Leitsatz
Von einer Beschaffenheitsvereinbarung hinsichtlich der Wohnfläche ist nicht auszugehen, wenn ein Wohnraummietvertrag zwar eine Wohnflächenangabe enthält, diese Angabe jedoch mit der Einschränkung versehen ist, dass sie nicht zur Festlegung des Mietgegenstands diene.
(amtlicher Leitsatz des BGH)
Normenkette
BGB § 536 Abs. 1
Kommentar
In einem Wohnungsmietvertrag ist unter § 1 Folgendes vereinbart: "Vermietet werden ... folgende Räume: Die Wohnung im Dachgeschoss, bestehend aus ... zur Benutzung als Wohnraum, deren Größe ca. 54,78 qm beträgt. Diese Angabe dient wegen möglicher Messfehler nicht zur Festlegung des Mietgegenstands. Der räumliche Umfang der gemieteten Sache ergibt sich vielmehr aus der Anzahl der vermieteten Räume".
In § 6 des Mietvertrags ist geregelt, dass die Betriebskosten nach der "Wohnfläche von 54,78 qm berechnet werden".
Die tatsächliche Wohnfläche, berechnet nach der Wohnflächenverordnung, beträgt lediglich 42,98 qm. Der Mieter hat die Miete aus diesem Grund gemindert und den Vermieter auf Rückzahlung eines Teils der Miete in Anspruch genommen.
Die Klage hatte allerdings keinen Erfolg: Ist in dem Mietvertrag die Größe der Wohnung angegeben, so gilt dies nach der Rechtsprechung des BGH zwar grundsätzlich als Beschaffenheitsvereinbarung. Hierfür muss der Vermieter grundsätzlich einstehen mit der weiteren Folge, dass eine gemietete Wohnung mangelhaft ist, wenn die wirkliche Wohnfläche um mehr als 10 % unter der im Mietvertrag angegebenen Fläche liegt (BGH, Urteil v. 23.5.2007, VIII ZR 231/06, NJW 2007 S. 2624; Urteil v. 8.7.2009, VIII ZR 218/08, NJW 2009 S. 2880; Urteil v. 10.3.2010, VIII ZR 144/09, NJW 2010 S. 1745).
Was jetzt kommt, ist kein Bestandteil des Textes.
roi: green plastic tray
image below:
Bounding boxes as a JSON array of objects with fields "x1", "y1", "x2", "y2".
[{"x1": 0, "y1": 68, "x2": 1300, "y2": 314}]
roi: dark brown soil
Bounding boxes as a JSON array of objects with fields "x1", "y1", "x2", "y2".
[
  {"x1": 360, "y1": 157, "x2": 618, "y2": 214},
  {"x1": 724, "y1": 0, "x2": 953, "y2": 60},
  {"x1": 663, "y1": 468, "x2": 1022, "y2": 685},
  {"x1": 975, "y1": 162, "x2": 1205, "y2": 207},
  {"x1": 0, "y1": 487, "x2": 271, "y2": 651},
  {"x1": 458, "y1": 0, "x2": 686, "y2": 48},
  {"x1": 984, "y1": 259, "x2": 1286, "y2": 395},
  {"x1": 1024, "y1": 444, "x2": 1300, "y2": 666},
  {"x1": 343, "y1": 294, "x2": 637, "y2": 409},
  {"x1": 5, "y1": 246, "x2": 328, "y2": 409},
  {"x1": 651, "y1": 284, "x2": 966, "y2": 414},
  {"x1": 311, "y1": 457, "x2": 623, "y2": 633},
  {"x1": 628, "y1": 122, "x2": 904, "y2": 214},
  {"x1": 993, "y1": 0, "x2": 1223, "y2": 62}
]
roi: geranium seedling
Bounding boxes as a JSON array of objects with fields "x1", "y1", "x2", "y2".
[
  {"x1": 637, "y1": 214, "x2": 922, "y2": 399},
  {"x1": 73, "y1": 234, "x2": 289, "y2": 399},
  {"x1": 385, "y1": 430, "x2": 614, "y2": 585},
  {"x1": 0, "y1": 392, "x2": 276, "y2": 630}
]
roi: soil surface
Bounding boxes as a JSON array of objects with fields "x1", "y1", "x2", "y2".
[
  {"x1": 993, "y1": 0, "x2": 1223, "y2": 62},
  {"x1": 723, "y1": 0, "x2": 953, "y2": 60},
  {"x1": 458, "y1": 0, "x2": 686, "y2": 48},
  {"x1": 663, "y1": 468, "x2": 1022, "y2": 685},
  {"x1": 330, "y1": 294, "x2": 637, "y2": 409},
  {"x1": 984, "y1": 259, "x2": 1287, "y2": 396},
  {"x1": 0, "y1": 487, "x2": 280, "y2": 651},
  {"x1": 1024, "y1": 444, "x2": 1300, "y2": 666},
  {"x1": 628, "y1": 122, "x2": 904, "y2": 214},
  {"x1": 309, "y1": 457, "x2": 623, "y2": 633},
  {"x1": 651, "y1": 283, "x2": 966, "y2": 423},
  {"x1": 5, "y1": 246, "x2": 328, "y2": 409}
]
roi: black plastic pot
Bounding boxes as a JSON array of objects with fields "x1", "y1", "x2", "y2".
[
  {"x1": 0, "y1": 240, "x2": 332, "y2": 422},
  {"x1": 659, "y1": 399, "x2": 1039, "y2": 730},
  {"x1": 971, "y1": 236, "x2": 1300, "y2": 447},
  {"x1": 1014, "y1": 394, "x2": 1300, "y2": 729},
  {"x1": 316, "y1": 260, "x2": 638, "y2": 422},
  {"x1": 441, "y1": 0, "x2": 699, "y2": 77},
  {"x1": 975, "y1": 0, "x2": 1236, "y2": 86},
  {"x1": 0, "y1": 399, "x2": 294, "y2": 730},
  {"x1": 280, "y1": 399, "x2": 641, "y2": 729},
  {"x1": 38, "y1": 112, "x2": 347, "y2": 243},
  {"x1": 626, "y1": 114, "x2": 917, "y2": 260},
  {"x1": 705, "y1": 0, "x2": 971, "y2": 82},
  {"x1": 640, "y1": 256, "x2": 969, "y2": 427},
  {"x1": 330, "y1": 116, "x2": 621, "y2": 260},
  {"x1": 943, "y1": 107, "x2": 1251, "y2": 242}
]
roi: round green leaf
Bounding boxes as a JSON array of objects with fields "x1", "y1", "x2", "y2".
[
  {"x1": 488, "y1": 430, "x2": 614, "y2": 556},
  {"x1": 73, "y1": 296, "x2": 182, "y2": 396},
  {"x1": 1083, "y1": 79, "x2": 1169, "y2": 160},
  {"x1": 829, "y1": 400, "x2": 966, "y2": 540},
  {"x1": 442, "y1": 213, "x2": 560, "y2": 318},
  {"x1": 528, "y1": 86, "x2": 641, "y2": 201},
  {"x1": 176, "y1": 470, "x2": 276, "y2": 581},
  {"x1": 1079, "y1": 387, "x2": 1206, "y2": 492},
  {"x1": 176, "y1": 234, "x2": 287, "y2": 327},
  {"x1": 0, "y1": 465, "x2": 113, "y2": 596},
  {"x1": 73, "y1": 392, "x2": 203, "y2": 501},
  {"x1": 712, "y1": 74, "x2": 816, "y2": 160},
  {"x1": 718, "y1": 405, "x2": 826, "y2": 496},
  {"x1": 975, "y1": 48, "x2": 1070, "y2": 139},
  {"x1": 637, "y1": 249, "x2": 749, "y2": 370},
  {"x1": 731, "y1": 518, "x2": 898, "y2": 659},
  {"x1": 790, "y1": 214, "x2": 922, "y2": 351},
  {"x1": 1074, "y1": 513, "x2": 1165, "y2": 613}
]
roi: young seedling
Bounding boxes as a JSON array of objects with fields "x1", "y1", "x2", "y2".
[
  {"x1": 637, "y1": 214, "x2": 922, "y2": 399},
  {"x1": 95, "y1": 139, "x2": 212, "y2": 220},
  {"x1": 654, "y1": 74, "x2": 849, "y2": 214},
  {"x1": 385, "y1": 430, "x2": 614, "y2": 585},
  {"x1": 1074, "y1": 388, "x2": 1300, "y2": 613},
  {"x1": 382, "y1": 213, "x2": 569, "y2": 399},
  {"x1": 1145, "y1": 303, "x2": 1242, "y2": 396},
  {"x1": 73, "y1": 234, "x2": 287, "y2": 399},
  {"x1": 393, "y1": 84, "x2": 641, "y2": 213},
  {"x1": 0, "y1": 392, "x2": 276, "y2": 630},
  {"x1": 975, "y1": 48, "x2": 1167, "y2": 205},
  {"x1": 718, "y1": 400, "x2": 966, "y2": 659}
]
Dies gilt nicht nur, wenn die angegebene Wohnfläche ausdrücklich als "vereinbart" bezeichnet wird, sondern auch dann, wenn der Mietvertrag in Verbindung mit einer Aufzählung der vermieteten Räume die Angabe enthält: "Wohnfläche: xxx qm" (BGH, Urteil v. 23.5.2007, VIII ZR 138/06, NJW 2007 S. 2626 unter Rz. 14).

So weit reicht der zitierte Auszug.